Even if we could tease that apart, it’s still unsatisfying, because the reason you want to identify the best content is to make more of it. But how helpful do you think it is to point at a successful page and tell your content writers, “Make more like this one.” One writer slowly raises her hand and quickly asks, “Like that page in what way, exactly?'” At that point you give them all a blank look and start to drool just a little.

You don’t know. You have no idea. You might know that it worked, but you don’t know why. How can you answer this reasonable question? Enter artificial intelligence.
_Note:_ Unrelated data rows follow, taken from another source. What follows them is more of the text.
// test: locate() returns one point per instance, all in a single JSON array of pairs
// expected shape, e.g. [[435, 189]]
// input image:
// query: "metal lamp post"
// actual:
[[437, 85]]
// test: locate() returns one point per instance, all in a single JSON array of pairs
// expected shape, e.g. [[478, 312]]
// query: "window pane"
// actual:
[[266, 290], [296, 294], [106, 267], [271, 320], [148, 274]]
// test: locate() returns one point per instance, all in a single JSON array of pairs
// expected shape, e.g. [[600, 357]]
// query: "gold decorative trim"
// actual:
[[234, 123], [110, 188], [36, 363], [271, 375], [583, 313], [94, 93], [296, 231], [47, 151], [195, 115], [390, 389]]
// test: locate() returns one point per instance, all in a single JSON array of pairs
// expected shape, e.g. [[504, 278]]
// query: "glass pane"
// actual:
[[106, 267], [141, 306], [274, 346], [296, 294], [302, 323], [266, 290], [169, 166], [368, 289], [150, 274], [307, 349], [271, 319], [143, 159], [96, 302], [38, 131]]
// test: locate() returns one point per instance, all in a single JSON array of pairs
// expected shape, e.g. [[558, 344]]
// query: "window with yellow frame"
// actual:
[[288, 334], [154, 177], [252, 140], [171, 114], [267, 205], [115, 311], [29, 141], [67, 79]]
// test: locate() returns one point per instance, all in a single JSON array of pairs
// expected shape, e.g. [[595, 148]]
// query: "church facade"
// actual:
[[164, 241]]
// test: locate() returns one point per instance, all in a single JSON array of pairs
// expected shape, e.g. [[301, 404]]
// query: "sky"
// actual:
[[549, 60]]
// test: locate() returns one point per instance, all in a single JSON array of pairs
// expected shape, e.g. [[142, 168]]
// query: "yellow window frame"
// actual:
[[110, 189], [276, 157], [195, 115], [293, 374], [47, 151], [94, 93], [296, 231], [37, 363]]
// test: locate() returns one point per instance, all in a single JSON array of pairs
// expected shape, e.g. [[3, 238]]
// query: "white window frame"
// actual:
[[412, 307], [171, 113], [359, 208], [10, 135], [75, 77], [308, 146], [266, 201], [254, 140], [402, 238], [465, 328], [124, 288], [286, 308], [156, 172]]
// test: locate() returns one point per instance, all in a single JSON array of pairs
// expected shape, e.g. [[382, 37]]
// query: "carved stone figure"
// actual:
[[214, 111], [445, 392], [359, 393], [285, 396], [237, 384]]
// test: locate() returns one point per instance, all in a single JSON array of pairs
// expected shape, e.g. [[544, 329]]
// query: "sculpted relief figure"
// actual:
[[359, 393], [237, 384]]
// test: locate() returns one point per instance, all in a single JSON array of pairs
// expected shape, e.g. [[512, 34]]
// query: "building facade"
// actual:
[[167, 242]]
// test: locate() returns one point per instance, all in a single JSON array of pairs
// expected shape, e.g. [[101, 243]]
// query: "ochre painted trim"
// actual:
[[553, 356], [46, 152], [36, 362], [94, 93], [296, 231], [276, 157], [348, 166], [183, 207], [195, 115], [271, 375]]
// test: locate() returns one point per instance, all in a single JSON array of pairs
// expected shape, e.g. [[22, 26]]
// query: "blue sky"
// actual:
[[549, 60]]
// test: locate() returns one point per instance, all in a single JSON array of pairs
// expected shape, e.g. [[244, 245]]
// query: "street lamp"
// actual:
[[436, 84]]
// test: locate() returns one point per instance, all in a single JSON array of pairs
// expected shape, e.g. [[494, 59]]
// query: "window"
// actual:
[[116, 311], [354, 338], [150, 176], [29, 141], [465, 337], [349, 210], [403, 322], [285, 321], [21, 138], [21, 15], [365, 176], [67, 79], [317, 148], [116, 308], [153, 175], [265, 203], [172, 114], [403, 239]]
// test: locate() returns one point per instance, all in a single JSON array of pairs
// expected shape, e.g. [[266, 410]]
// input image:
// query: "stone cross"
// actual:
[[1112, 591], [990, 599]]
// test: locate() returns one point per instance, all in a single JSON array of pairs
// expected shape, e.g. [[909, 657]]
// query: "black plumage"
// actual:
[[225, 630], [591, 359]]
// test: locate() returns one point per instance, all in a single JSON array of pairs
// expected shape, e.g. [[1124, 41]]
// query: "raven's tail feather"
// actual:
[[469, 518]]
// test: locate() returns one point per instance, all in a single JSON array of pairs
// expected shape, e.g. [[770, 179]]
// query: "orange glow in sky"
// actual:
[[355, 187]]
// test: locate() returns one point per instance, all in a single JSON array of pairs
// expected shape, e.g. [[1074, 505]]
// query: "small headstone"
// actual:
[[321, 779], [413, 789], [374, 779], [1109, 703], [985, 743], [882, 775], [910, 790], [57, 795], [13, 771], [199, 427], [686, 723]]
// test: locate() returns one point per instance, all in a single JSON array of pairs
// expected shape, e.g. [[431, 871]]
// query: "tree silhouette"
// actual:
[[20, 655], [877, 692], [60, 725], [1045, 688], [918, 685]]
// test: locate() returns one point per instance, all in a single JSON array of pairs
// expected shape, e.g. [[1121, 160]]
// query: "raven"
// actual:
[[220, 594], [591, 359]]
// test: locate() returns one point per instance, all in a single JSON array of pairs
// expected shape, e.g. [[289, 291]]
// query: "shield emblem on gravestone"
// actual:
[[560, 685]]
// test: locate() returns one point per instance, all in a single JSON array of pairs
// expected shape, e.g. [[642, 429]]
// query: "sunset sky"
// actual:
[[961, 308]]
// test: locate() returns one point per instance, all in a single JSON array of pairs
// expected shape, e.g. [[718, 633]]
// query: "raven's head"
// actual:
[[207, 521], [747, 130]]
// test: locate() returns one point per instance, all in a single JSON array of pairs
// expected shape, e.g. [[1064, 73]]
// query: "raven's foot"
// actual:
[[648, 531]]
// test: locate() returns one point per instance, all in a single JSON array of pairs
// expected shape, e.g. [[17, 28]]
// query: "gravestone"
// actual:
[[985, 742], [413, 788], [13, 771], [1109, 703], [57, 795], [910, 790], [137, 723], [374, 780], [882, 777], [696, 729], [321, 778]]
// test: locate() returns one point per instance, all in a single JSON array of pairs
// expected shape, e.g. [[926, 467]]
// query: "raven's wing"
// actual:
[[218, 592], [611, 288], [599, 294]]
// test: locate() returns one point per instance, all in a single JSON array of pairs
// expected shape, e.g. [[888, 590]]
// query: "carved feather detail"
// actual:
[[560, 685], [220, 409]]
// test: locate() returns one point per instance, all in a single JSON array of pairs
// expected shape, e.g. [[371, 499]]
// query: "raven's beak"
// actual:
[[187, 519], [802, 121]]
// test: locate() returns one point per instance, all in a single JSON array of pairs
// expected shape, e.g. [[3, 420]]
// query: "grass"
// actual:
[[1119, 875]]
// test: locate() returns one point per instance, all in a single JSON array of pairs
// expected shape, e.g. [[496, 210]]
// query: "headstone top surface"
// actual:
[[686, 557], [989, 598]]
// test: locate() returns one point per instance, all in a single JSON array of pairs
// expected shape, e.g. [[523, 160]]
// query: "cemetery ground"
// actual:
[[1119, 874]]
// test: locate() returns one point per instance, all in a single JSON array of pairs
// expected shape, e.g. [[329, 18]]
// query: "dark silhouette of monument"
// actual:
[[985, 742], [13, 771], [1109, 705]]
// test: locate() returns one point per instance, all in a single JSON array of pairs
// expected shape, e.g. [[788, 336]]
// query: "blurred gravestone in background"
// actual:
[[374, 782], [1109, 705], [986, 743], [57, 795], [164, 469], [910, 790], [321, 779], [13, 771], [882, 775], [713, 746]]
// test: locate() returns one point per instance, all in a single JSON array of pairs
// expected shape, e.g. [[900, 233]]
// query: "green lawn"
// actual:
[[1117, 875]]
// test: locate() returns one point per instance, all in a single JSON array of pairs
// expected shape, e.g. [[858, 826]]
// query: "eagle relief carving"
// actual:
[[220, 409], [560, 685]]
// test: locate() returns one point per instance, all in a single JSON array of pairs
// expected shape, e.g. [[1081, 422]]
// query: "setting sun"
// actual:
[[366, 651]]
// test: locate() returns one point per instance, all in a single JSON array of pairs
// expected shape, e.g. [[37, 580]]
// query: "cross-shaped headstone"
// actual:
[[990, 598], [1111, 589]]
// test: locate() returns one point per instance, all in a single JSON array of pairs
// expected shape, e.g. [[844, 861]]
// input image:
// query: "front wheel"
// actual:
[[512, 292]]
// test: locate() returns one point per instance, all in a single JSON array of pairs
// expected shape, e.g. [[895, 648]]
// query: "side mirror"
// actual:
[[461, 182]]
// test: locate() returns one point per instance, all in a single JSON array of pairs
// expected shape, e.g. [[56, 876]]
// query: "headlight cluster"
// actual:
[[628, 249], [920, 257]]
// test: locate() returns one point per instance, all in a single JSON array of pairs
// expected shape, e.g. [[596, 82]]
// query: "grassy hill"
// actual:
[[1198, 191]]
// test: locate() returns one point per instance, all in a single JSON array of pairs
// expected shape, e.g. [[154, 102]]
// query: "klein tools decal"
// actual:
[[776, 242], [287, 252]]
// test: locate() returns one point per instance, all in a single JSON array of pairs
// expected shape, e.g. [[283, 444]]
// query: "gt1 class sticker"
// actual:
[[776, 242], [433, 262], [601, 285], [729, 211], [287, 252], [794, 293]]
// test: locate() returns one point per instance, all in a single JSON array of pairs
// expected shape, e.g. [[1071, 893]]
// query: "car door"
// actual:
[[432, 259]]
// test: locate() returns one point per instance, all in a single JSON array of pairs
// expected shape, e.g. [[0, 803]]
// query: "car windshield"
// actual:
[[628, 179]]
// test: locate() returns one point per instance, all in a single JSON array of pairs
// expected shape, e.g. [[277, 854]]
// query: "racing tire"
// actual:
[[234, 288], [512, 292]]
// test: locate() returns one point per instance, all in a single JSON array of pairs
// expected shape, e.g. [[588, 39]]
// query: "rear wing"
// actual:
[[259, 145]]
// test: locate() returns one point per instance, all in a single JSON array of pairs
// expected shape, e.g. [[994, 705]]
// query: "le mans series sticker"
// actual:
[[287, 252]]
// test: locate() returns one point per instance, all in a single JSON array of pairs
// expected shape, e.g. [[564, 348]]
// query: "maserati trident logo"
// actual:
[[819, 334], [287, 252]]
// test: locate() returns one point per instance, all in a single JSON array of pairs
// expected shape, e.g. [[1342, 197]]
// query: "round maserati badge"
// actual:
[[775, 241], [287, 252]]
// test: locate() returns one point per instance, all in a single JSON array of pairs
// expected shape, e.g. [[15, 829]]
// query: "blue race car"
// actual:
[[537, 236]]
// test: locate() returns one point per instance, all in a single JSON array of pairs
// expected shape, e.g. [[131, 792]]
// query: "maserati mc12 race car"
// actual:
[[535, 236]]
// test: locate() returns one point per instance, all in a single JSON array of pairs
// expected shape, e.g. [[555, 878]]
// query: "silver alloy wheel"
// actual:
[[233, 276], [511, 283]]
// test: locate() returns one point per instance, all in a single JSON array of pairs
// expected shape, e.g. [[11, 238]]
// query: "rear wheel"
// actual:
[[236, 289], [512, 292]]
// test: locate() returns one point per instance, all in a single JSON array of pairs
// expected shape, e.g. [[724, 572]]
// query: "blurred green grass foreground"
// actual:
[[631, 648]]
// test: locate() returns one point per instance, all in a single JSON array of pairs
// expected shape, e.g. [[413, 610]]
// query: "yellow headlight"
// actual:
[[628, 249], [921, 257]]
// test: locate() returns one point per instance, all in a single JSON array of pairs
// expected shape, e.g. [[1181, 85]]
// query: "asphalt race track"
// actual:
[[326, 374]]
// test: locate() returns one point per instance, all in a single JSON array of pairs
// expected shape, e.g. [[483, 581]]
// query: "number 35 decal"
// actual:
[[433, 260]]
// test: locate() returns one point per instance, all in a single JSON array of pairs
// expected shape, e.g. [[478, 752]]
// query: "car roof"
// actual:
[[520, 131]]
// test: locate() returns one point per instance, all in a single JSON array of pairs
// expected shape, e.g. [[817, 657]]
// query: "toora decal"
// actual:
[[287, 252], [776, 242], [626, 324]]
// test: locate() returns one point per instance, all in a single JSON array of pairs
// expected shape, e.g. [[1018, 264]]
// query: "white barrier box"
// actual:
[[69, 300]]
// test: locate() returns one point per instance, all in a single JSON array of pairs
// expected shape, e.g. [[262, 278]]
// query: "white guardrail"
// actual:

You need one AI technique to tear apart the page–text analytics. You need data analytics to identify which pages have the best outcomes (conversion rates, inbound links, social shares–whatever you think identifies success). You need machine learning to suss out which characteristics seem to be shared by pages that are successful.

Now you can answer the writer’s question because you know exactly in what way the should design the new pages. You know whether pages with bullets work better than ones with streams of text. You know how many images are too many. You know if using brand names at the top of the funnel is a turn off.

You know a lot. And the more pages you look at, and the more characteristics of those pages you look at, and the more activity on your website, the more you learn. Artificial intelligence isn’t the future. It’s now. It isn’t magical–it’s very practical. If you are not doing it, maybe the competitor is answering questions that cause you to drool.